ECAD and Architecture Practical Classes
Tutorial 5 - RISC-V
The RISC-V Instruction-Set Architecture (ISA) is covered in the Introduction to Computer Architecture lectures. The following tutorial introduces our own Clarvi RISC-V core, use of the standard Spike RISC-V ISA simulator, how to compile assembler code for a RISC-V processor, and how to run this code on Spike (ISA only simulation) and Clarvi (full hardware cycle-accurate simulation).
Clarvi - a RISC-V processor
Clarvi ('Computer LAboratory RISC-V Implementation') is a simple, in-order, 6-stage pipeline implementation of a processor in SystemVerilog. It implements the base 32-bit RISC-V instruction set (RV32I) with minimal supervisor mode support. It can use a shared external instruction and data memory but has no caches. Additionally it can communicate with other peripherals in a system using a simple memory-mapped I/O bus, which we will use later on.
The full specification of the RISC-V instruction set can be found on RiscV.org, and we also have a copy of the RISC-V Green Card instruction set summary (also included in your Introduction to Computer Architecture lecture handout). You may also wish to consult our Assembly Programming Guide (see below) for tips on assembly language programming.
Clarvi tour
Find the Clarvi code in ecad-distribution2025/riscv/clarvi/
It contains several files:
- clarvi.sv
- The main processor description
- riscv.svh
- RISC-V instruction set definitions
- clarvi_debug.sv
- Debugging $display statements for the processor in simulation, in a separate file for clarity
- clarvi_sim.sv
- A toplevel testbench for the processor in simulation
- bram.sv
- The shared instruction/data memory for use in simulation
- clarvi_avalon.sv
- A wrapper for Clarvi when used on FPGA
- clarvi_hw.tcl
- A script to generate a Qsys component for Clarvi (not currently used in these ticks)
Look through clarvi.sv, riscv.svh and sim.sv and familiarise yourself with the key parts of the code. A key design aim was to keep the code short and simple to understand.

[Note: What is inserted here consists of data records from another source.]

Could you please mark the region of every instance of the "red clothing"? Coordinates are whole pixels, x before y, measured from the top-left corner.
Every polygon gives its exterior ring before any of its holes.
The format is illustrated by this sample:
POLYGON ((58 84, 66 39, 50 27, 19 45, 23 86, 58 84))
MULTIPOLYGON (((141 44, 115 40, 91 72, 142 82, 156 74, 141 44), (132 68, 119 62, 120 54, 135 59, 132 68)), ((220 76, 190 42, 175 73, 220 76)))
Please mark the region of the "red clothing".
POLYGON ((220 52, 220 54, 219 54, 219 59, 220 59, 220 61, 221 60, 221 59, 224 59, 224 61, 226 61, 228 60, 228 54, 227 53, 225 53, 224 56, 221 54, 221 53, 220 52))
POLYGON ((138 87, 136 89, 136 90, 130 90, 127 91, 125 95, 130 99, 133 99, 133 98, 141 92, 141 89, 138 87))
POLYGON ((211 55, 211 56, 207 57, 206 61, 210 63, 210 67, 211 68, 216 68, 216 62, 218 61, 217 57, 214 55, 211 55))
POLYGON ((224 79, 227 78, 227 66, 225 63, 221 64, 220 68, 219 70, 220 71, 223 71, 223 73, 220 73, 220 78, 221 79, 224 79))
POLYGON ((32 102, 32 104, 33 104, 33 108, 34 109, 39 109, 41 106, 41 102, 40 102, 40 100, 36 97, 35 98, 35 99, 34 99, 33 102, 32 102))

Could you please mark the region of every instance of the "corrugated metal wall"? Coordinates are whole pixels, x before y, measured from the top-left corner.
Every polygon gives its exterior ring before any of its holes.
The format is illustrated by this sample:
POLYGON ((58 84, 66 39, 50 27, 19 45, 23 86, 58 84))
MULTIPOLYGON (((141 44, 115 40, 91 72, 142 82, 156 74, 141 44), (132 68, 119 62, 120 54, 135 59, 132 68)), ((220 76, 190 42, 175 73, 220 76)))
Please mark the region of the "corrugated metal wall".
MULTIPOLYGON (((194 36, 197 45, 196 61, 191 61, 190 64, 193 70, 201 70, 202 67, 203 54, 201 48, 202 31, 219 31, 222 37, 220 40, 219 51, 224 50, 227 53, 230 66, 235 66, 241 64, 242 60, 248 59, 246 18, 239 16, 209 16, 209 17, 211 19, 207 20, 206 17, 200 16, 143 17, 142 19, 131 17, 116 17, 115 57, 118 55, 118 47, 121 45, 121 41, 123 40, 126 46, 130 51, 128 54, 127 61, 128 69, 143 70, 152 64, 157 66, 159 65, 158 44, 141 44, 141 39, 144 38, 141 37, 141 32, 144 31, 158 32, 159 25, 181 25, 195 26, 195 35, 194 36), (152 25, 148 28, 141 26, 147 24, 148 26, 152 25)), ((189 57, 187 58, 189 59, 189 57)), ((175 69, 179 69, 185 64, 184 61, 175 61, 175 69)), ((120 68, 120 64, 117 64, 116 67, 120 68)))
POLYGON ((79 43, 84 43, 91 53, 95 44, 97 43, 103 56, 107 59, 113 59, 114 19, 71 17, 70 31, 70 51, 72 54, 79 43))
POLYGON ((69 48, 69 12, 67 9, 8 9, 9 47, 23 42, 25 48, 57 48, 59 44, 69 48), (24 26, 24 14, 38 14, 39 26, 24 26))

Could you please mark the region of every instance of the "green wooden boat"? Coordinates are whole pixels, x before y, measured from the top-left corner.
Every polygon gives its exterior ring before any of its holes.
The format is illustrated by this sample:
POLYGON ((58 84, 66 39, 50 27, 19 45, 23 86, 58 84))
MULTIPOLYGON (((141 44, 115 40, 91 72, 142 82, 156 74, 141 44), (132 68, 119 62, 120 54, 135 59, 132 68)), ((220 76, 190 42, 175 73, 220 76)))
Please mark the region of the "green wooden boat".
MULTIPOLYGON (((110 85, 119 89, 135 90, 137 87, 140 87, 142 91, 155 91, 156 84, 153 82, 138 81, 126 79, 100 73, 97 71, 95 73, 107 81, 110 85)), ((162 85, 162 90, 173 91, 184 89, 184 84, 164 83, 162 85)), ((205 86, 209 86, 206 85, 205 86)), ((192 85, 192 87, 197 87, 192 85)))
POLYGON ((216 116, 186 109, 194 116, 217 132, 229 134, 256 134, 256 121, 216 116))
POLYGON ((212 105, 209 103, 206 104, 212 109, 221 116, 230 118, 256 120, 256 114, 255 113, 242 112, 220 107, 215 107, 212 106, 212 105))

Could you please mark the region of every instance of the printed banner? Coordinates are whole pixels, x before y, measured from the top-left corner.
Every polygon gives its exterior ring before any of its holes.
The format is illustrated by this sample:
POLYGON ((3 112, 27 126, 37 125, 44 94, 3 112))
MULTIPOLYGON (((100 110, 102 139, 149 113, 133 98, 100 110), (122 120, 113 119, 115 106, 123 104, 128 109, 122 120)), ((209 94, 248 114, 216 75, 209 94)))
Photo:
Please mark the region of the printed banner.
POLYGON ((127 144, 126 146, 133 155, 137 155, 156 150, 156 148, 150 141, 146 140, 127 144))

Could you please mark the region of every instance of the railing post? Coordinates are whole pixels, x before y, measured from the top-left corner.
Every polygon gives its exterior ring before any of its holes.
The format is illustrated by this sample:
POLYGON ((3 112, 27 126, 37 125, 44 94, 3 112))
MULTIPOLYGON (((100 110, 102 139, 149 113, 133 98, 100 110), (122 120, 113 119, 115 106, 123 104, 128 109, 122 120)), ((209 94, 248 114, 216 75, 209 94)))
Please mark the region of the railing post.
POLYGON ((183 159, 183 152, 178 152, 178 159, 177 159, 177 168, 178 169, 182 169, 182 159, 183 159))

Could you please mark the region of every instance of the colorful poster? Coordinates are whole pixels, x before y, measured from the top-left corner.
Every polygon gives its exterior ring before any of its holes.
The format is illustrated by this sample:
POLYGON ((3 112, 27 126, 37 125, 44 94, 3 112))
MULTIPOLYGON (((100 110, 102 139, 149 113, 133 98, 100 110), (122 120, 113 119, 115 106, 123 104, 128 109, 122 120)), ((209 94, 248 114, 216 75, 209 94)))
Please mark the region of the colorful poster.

The Spike instruction-set simulator
The Spike ISA simulator is supported by RISC-V International, the custodians of the RISC-V architecture. See Routes/Setup for access to Spike. ISA simulators allow the functionality of a processor to be simulated but without implementation detail. Thus, Spike can run software compiled for the RISC-V ISA but it provides no information about processor cycle time, cache misses, etc.
Programming RISC-V
We will be writing RISC-V assembly code. We compile code into a memory image we either can load into Spike or a Verilator hardware simulation of Clarvi.
To generate the memory contents we use an assembler, using the following process:
For completeness, this diagram includes compilation of C code as well as assembler, but for the next two ticks we're going to focus on assembler.
First, source files are compiled into matching object files, which contain the instructions for each function but has not yet made a decision to where it will go in memory. Then all the object files, together with any additional libraries that might be used (none in this example) are linked together into a program binary, using a linker script to indicate where in memory all the parts should go. In our case the binary is in the ELF format. Since the target architecture we are generating code for (32-bit RISC-V) doesn't match the architecture the compiler is running on (e.g. 64-bit x86 Linux) this process is called cross-compiling.
Each binary is made up of a number of sections, including program instructions (.text), read-only data (.rodata), pre-initialised writable data (.data), and data the program has declared but not pre-defined (.bss). In a traditional operating system the binary would be loaded into memory using the operating system's loader or runtime linker, which would also allocate memory, maybe start a new process, and jump to the loaded code.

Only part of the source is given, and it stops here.